Türkiye'de önemli ekonomik hamleler gerçekleştiren Hatay'ın son dönem verileri ile, 'yatırımlarda atılım yılı'nı yaşadığını söyleyebiliriz. Hatay her yönüyle, 'örnek şehir' modelini uygulayabilen ve krize karşı elinde imkanları olan bir şehir. Elbette genel sorunları kabuğunda taşıyor. Zor bir dönem geçiren esnafın durumunu düşünerek ve büyümeyi olabildiğince kurtarmak adına yapılan çalışmalar takdire şayandır ama bu atılan adımlar artırılmalıdır. Bu bağlamda mali disiplin açısından eli bir hayli sağlam olan kamu sektörü dışsallık, hızlandırıcı ve çarpan etkisi oluşturacak tarzda iç piyasayı canlandırıcı yönde devreye girebilir. KOSGEB yeniden yapılandırılmalıdır. KOBİ'lere verilen desteklerde uygulamada görülen engeller kaldırılmalıdır. Halk Bankası, KOBİ'lerin bankası olmaya devam etmeli, kullandırdığı finansman türlerini çeşitlendirmeli,vergi yükü azaltılmalı, girdi maliyetleri azaltılmalı, eğitim sistemi acil olarak kalifiye eleman sıkıntısı için yönlendirilmeli, sanayici AR-GE ve inovasyona yönlendirilmeli, bu konuda teşvik tedbirleri artırılmalıdır.
Asgari ücretin bölgesel hale getirilmesinin uygun olacağını düşünüyoruz. Bu şekilde işverenin sırtındaki istihdam yükü bazı bölgelerde düşürülebilir. Teşvik; tıkanan sistemleri açmaya yönelik olmalı ve en önemlisi stratejik sektörleri harekete geçirecek biçimde yönlendirilmelidir.

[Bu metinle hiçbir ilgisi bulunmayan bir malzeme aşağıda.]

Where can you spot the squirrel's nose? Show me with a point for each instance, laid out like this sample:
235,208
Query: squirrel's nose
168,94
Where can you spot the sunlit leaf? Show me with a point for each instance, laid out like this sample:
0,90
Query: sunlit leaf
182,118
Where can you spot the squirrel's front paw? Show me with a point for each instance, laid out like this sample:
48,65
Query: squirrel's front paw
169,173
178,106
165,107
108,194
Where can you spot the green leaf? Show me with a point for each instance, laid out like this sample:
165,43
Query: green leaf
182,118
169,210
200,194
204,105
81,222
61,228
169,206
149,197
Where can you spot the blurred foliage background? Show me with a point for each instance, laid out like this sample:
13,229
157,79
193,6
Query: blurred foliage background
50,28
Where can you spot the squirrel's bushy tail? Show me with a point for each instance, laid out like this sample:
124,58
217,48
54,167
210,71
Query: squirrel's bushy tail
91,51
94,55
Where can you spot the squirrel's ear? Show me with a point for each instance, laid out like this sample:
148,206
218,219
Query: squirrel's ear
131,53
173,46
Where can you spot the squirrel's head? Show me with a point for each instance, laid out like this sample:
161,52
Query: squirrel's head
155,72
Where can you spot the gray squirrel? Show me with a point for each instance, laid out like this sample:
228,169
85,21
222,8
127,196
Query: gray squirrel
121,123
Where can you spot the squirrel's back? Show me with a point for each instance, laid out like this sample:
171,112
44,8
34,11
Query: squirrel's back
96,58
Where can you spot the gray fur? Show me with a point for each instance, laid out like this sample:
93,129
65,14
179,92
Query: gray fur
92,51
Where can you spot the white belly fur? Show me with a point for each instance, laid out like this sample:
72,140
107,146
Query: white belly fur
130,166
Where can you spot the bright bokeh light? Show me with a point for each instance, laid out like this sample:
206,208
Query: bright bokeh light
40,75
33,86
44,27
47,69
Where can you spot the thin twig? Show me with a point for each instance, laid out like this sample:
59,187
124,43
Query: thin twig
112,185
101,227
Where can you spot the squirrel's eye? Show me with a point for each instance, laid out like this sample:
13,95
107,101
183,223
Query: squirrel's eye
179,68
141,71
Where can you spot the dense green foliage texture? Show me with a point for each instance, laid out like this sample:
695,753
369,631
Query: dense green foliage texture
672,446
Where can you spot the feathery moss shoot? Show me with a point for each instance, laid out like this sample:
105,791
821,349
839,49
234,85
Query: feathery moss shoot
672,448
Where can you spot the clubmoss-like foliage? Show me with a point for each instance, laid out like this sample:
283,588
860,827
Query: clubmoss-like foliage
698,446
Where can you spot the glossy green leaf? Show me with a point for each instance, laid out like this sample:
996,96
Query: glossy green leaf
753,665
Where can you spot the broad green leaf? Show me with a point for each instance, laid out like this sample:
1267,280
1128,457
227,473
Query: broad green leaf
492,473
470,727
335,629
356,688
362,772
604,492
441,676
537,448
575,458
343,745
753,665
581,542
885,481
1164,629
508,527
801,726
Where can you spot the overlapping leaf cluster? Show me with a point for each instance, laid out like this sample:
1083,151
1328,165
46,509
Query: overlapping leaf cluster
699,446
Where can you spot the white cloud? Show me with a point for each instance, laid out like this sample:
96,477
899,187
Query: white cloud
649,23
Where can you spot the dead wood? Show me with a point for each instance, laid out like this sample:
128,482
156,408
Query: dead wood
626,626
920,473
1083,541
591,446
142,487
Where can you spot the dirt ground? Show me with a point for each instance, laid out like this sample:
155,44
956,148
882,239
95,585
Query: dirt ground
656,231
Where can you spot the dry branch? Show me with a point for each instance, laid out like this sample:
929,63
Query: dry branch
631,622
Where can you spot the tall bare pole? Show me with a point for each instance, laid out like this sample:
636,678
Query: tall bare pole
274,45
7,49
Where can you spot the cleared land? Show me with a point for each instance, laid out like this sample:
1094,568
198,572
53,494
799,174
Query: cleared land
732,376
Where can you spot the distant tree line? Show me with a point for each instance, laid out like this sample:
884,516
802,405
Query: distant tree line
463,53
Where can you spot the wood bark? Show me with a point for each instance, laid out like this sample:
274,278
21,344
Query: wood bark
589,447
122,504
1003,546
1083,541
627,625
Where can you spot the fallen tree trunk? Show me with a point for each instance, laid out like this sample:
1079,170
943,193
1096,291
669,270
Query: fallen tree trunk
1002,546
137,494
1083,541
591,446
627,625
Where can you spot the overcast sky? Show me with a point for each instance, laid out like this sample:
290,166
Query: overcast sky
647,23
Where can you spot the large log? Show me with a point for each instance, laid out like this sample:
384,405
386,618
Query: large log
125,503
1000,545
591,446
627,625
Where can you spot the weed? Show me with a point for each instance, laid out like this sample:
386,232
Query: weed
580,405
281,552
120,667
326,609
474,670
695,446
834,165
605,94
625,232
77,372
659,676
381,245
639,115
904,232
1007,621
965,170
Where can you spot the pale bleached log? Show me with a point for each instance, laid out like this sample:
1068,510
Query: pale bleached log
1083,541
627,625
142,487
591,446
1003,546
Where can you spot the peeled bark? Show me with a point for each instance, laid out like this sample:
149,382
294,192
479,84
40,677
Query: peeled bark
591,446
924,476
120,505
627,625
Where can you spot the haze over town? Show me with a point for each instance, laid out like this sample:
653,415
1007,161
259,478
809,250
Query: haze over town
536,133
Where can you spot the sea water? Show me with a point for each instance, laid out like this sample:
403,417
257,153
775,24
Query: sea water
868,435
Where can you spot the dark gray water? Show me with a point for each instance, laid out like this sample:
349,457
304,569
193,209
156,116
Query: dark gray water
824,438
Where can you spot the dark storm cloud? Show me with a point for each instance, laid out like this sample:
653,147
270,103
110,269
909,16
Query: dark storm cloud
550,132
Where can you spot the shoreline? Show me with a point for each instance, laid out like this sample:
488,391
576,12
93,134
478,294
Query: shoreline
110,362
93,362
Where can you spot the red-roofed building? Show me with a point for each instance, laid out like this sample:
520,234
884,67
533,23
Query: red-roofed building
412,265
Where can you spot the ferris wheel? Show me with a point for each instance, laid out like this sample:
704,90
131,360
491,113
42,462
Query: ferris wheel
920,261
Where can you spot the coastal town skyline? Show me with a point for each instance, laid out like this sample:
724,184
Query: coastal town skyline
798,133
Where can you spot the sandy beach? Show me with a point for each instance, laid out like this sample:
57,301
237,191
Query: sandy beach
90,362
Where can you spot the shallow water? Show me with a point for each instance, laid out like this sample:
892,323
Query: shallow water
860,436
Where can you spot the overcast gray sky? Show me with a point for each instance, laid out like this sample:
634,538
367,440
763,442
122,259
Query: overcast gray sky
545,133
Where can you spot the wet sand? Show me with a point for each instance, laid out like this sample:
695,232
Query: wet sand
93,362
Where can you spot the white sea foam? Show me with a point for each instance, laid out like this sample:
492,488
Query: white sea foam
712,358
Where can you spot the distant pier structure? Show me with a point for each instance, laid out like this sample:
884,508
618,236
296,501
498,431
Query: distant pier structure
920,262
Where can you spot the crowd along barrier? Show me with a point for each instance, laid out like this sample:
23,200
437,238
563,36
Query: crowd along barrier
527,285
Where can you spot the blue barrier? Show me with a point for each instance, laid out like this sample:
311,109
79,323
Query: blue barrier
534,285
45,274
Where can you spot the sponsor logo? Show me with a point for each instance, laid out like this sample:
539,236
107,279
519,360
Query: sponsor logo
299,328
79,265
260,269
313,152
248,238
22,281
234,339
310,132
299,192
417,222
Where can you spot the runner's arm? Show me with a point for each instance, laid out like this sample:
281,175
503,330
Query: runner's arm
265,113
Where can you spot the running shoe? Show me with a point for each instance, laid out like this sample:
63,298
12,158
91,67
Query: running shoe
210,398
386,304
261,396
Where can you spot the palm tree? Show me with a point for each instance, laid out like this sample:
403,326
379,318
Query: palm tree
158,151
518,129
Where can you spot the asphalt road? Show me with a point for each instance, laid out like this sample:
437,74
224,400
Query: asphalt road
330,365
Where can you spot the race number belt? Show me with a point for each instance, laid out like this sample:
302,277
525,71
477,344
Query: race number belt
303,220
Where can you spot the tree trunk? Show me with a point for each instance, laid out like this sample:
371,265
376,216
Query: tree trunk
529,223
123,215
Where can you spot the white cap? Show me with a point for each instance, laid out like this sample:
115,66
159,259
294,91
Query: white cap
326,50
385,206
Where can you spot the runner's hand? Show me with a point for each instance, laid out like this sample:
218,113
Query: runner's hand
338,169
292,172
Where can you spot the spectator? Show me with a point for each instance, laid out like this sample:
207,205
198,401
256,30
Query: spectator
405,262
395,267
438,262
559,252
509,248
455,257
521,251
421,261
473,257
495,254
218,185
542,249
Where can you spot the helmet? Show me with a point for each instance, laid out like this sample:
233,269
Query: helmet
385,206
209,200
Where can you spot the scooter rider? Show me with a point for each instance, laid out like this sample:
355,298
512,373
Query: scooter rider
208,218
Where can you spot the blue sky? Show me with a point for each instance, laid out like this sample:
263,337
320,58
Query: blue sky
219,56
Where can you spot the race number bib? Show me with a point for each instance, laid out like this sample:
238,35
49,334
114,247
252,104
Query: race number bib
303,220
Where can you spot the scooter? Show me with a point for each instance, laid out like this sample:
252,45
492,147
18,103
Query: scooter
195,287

Dörtyol ve Erzin'deki sanayi yatırımları için organize sanayi bölgesi yatırım programına alınmalıdır. Büyük Mağazalar Yasası, içerdiği eksikler giderilerek acilen çıkartılmalıdır. Hükümetin eylem planı dahilinde yer alan Bölgesel Kalkınma Ajansı'nın, İskenderun-Dörtyol-Payas bölgesine kazandırılmalıdır.
Bankacılık sistemi BDDK tarafından nasıl etkin olarak denetleniyorsa, şirketlerin kısa vadeli borçlanmalarının önüne geçilecek bir mekanizma hayata geçirilmelidir.
Bu duygu ve düşüncelerle, ülkemizin ve beraberinde içinde yaşadığımız dünyamızın bu sıkıntılı günleri bir an önce atlatmasını ümit ediyorum.